Nah kalau sudah begitu, kita akan menjadi anak-anak pemimpi yang tidak mau menghadapi realitas yang telah Tuhan karuniakan kepada kita, dalam rupa keluarga dan segenap permasalahannya. Lalu apa yang dapat kita lakukan? Hal pertama yang harus kita sadari adalah bahwa Tuhan tidak pernah asal-asalan menempatkan kita di sebuah keluarga loh! Segala sesuatu sudah dirancangkan jauh-jauh hari sebelum kita berada di dalam kandungan ibu kita, serperti yang Tuhan katakan kepada Nabi Yeremia dalam Yeremia 1: 5a yang berbunyi: “sebelum Aku membentuk engkau dalam rahim ibumu, Aku telah mengenal engkau, dan sebelum engkau keluar dari kandungan, Aku telah menguduskan engkau.” Ia tahu keluarga yang ‘terbaik’ bagi setiap kita untuk bertumbuh dan berkembang.

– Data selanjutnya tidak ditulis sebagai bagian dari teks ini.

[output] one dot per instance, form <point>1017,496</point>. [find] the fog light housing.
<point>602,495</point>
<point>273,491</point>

Memang kita dapat berkata: “ Bagaimana keluarga saya dapat dikatakan tempat yang baik bagi saya untuk bertumbuh dan berkembang, ketika saya merasa orang tua saya menyakiti saya lewat perkataan, dan perbuatan mereka.” Tapi kita juga harus menyadari bahwa cara Tuhan membentuk kita tidak kadang tidak sejalan dengan cara kita, bahkan kadang Tuhan membentuk kita dengan proses yang tidak menyenangkan hingga menyakitkan. Tentunya bukan untuk sekedar menguji, atau untuk kepentingan DiriNya semata, tapi untuk menjadikan kita anak-anakNya yang berkualitas, bermartabat dihadapanNya dan di hadapan sesama manusia.
Nah, karena cara Tuhan kadang tidak sejalan dengan cara kita, bagaimana kita merespon cara Tuhan ini?

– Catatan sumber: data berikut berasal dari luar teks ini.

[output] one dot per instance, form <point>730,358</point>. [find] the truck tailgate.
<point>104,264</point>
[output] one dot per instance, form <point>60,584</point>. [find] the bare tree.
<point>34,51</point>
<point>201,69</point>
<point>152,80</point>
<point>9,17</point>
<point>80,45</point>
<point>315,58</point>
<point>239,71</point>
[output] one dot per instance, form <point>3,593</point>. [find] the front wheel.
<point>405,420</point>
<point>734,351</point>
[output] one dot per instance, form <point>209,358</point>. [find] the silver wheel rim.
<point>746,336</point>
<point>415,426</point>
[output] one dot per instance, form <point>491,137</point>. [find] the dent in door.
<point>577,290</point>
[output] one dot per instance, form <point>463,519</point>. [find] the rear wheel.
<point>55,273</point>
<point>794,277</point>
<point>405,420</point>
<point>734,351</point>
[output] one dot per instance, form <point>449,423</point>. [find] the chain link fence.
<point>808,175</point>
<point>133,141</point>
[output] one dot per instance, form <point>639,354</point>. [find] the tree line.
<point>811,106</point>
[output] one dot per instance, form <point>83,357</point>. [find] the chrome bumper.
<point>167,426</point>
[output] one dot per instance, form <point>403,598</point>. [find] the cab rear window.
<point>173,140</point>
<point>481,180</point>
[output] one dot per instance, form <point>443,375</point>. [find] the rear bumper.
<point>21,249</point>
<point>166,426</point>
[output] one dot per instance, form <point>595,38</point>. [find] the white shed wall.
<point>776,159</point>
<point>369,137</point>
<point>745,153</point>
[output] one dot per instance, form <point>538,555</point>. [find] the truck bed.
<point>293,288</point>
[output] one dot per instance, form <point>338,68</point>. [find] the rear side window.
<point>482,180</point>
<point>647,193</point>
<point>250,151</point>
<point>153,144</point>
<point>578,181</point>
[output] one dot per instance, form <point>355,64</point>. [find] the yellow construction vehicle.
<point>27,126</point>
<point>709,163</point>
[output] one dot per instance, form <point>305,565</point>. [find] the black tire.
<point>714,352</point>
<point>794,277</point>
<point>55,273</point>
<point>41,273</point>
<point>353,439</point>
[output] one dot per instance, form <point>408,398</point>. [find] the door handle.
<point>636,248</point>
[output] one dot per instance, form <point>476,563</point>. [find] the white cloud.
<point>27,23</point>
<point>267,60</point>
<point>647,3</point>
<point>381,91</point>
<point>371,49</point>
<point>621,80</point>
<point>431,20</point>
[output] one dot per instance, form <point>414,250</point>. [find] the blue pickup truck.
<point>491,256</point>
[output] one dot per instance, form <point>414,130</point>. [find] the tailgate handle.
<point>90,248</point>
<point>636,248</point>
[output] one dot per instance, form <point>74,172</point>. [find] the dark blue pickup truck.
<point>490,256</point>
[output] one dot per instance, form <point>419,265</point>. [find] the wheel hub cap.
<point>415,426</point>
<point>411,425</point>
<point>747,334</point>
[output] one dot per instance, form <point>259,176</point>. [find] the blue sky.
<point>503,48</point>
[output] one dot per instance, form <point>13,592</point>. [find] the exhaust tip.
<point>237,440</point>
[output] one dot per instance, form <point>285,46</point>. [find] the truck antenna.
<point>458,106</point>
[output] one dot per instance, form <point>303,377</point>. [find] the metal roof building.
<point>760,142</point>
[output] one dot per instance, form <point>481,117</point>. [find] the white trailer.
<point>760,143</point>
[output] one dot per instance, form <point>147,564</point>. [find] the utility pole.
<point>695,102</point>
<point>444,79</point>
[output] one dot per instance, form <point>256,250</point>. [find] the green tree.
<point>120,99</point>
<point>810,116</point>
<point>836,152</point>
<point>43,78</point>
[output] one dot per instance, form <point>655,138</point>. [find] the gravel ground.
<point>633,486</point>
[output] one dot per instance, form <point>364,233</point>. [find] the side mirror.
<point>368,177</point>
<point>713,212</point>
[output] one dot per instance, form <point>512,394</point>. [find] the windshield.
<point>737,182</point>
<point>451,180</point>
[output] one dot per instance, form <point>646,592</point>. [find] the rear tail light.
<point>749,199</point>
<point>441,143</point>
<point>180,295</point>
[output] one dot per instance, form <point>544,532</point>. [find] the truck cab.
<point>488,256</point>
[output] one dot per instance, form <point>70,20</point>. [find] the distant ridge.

1. Bersyukurlah. Bersyukur bukan hanya ketika kita mengatakan terima kasih Tuhan telah memberikanku orang tua yang baik, yang sudah menyekolahkanku hingga sebesar ini. Tapi ketika kita menggunakan kesempatan yang Tuhan beri sebagai sebuah keluarga untuk saling memberi yang terbaik selama kita bisa. Bersyukur untuk semua pahit manis yang kita jalani sebagai sebuah keluarga dengan tetap meyakini janji Tuhan, bahwa segala sesuatu akan dibuatNya menjadi kebaikkan bagi setiap kita yang percaya kepadaNya. (Roma 8:28.)
2. Tempatkan diri sebagai Sahabat bagi setiap anggota keluarga. “Seorang sahabat menaruh kasih setiap waktu, dan menajdi saudara di dalam kesukaran” Amsal 17:17. Kadang kita tidak dapat memahami mengapa orang tua, saudara kita melakukan ini dan itu yang membuat kita kesal, marah hingga sedih. Bahkan kita sering kali tidak dapat memahami siapa sebenarnya orang tua dan saudara kita. Oleh karena itu, cobalah menjadi seorang sahabat bagi mereka, yang siap mengerti, mendengar, menolong setiap anggota keluarga kita, dan bukan hanya meminta untuk dimengerti, didengar, ditolong!
3. Jadilah pribadi yang bersikap positif satu terhadap yang lain, dengan cara mengevaluasi diri tentang seberapa banyak kita, sebagai anggota keluarga telah mengubah anggota keluarga kita yang lain menjadi lebih baik. Sudahkah, dengan keberadaan kita sebagai anak, kakak, adik, menjadikan hidup orang tua, kakak dan adik kita menjadi lebih baik dari waktu ke waktu.